Data Pipeline
This page summarizes how the data for AONES is sourced, filtered and extracted. The steps are summarized in the figure below, with sections of the page for each major component.
The news media reports on a wide range of articles related to opioids. Some of these articles are entirely unrelated to AONES, for example articles about: the regulated use of opioids for pain, pharmaceutical companies making opioids, or the portrayal of opioids in the arts. However, even within the topic of the unregulated drug supply, there are a wide range of articles including those on:
- warnings and alerts on spikes in overdoses and other negative outcomes,
- reports and studies (governmental, academic or other) on epidemiological trends in opioid use,
- policy and harm reduction programs,
- crime (anything from possession charges to larger drug busts (drug confiscations), or charges related to fatal overdoses), and
- the justice system (i.e., trial proceedings and outcomes of charges related to opioid crimes).
AONES aims to provide near real-time information on events within the unregulated drug supply and so the scope needs to be limited to only articles most likely to contain up-to-date information on this. To determine which types of articles were most relevant, both the Locally Driven Collaborative Project’s (LDCP) Knowledge Advisory Group, as well as ODPRN’s LEAG Group were consulted. The types of information about the unregulated drug supply that would likely be included in the articles was considered (e.g., what kinds of drugs are circulating, what contaminants are being introduced to the supply, what outcomes are occurring). Two main categories of articles in scope were identified:
- Drug alerts/warnings (called alert): these are articles related to sudden spikes in overdoses, emergency department visits and/or other negative outcomes. They may or may not include the names of specific drugs, their appearance, contaminants within the drugs, or specific outcomes. They are often provided by health or community organizations or the police for a specific region.
- Drug confiscations (also called crime): these are articles that name specific drugs seized by the police. They may or may not include descriptions of the form and/or appearance of the drugs, or the quantity confiscated. While the focus of this category is larger drug busts, it can include individual possession charges.
The main data source used by AONES to capture news media is the Global Database of Events, Language, and Tone (GDELT). GDELT collects and monitors print, broadcast and web-based news media from around the world. It makes both unprocessed lists of articles and their metadata available for free. AONES uses two of these sources:
- GDELT Article List (GAL) is a list of every collected by GDELT. It only includes the basic set of standardized metadata, for example the date, title, url, language and in some cases a 1-2 sentence description. This dataset is used by AONES as it is the most complete record of articles, but the limited contextual information (title and maybe a description) means it may not be possible to determine if an article is opioid-related.

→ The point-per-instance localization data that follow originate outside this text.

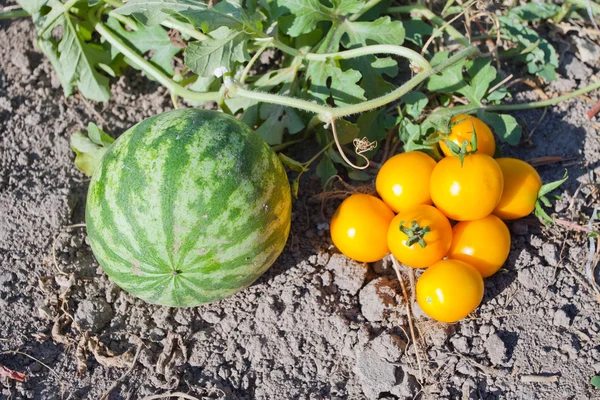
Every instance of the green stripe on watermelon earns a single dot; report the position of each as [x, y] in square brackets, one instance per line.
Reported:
[188, 207]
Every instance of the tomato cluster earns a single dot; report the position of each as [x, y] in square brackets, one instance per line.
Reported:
[445, 216]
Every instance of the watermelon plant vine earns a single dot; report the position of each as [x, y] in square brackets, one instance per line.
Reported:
[359, 68]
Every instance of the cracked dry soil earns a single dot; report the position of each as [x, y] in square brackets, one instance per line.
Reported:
[317, 325]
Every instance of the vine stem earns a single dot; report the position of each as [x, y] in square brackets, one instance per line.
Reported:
[469, 108]
[339, 146]
[401, 51]
[147, 67]
[253, 60]
[327, 113]
[13, 14]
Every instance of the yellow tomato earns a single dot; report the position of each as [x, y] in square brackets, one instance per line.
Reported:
[461, 129]
[403, 180]
[483, 243]
[428, 224]
[449, 290]
[521, 186]
[359, 227]
[466, 192]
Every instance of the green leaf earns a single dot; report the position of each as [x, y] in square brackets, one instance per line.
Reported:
[223, 49]
[450, 80]
[89, 151]
[542, 215]
[32, 6]
[307, 13]
[345, 7]
[534, 11]
[328, 80]
[504, 126]
[372, 70]
[75, 61]
[381, 31]
[291, 163]
[226, 13]
[98, 136]
[277, 119]
[482, 75]
[325, 170]
[153, 38]
[416, 30]
[359, 175]
[548, 187]
[415, 103]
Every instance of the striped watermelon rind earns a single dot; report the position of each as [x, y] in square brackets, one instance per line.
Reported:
[188, 207]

- Web News NGrams 3.0 (NGRAM) is a dataset that splits articles into individual words (called a unigram). A record is created for each unigram in the full text of the article, which also contains the basic metadata (date, language, url), the location of the unigram in the text, and some of the preceding and following words. This dataset is used by AONES as it provides sections of the full text of the articles, providing more information for the system to use to decide if an article is opioid-related. An example of an NGRAM record is provided below for context.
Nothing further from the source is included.